Operation Swallow: The Battle for Heavy Water (original title: Kampen om tungtvannet, French title: La Bataille de l'eau lourde) is a Norwegian-French film from 1948. The story is based on the best known commando raid in Norway during World War II, where the resistance group Norwegian Independent Company 1 destroyed the heavy water plant at Vemork in Telemark in February 1943.

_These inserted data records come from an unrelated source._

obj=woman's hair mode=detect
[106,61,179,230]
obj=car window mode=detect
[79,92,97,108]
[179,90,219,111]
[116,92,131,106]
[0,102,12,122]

The film is basically a reconstruction of real events, a docudrama, with many of the participants playing themselves in the film. It was filmed on location in Norway.

== Cast ==

- Andreas Aabel as Kasper Idland
- Jens-Anton Poulsson as himself
- Johannes Eckhoff
- Arne Kjelstrup as himself
- Claus Helberg as himself
- Claus Wiese as Joachim Rønneberg
- Henki Kolstad as Einar Skinnarland
- Knut Haukelid as himself
- Fredrik Kayser as himself
- Hans Storhaug as himself
- Torstein Skinnarland as himself, the dam keeper
- Rolf Sørlie as himself
- Knut Lier-Hansen as himself
- David Knudsen
- Harald Schwenzen
- Raoul Dautry
- Frédéric Joliot-Curie
- Lew Kowarski
- Sigrid Gurie
- Øyvind Øyen as the professor, Major Leif Tronstad

==Reception==
It was the second most popular film at the French box office in 1948.